Tout d’abord, je dois vous remercier, car, sans cette aide récoltée et envoyée, nous ne pourrions pas soutenir ces personnes. Puis, comme je l’ai déjà dit, la prière. Oui, ce soutien est très important, il donne de la force aux personnes parce qu’elles résistent, parce qu’elles vont de l’avant. Troisièmement, je constate cette année beaucoup de violence et de haine.  Enseignons aux nouvelles générations à vivre en paix, à abandonner cette haine, cette violence ! Cela peut être fait là où nous sommes, en Ukraine, mais aussi à ailleurs. Que ces guerres ne se reproduisent plus.

Soutien aux activités de Caritas Spes

Grâce aux fonds collectés dans le cadre de l’action menée par la Coordination d’urgence du Mouvement des Focolari, l’AFN et l’AMU, fut fournie, dès le début de la guerre, à la population en fuite, une assistance sous forme de nourriture et de produits de première nécessité, avec la coordination de Caritas Spes. Par la suite, l’activité de celle-ci fut soutenue dans l’assistance directe aux déplacés internes dans les centres de Yablonitsa dans les Carpates, dans la région d’Ivano-Frankivsk et de Bryukhovychi près de Lviv.   Dans le même temps fut entamée, avec le diocèse de Kamianets-Podilskyj, la restructuration d’un centre polyvalent adapté aux enfants, qui servira de garderie de jour, de soutien éducatif et psychologique pour mères et enfants, à travers diverses activités récréatives.  Au cours des premiers mois de 2023, on est entré dans une nouvelle phase, passant à fournir des soins de santé et du soutien psychologique dans la région de Kiev aux résidents et aux personnes déplacées des régions voisines : on leur assure des consultations médicales et diagnostics auprès de quatre cliniques, dont une mobile qui circulera dans la région. Se poursuivent les opérations de premier secours commencées dans la phase initiale de l’intervention.

Accueil de personnes ukrainiennes en Italie

En plus du programme d’accueil pour les mamans réfugiées d’Ukraine et leurs enfants à Cosenza (SF 11 2022), grâce aux fonds récoltés par la Coordination d’urgence du Mouvement des Focolari, la Coopérative Intra et l’Institut polyvalent « Guido D’Orso » ont lancé une importante initiative de médiation linguistique et culturelle en faveur des enfants ayant fui une guerre dévastatrice, sévissant sur le territoire ukrainien depuis plus d’un an.
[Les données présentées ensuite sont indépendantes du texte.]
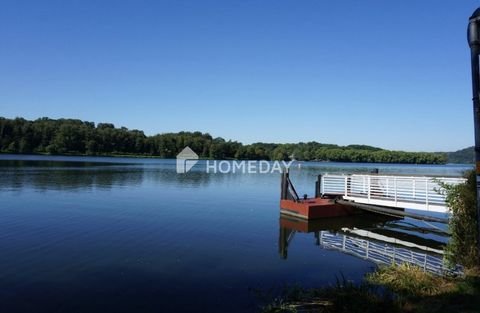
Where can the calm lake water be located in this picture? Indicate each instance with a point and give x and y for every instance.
(84, 234)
Les actions sont toujours en cours avec d’excellents résultats et permettent au fil du temps d’assurer le même niveau d’apprentissage pour tous les enfants, facilitant l’intégration scolaire et sociale. Depuis le lancement du projet, il est possible de constater une croissance humaine des enfants et du progrès dans la compréhension de la langue italienne, ce qui leur a permis d’augmenter leur estime de soi, de s’adapter, de s’intégrer et développer leur capacité d’entrer en relation avec d’autres enfants.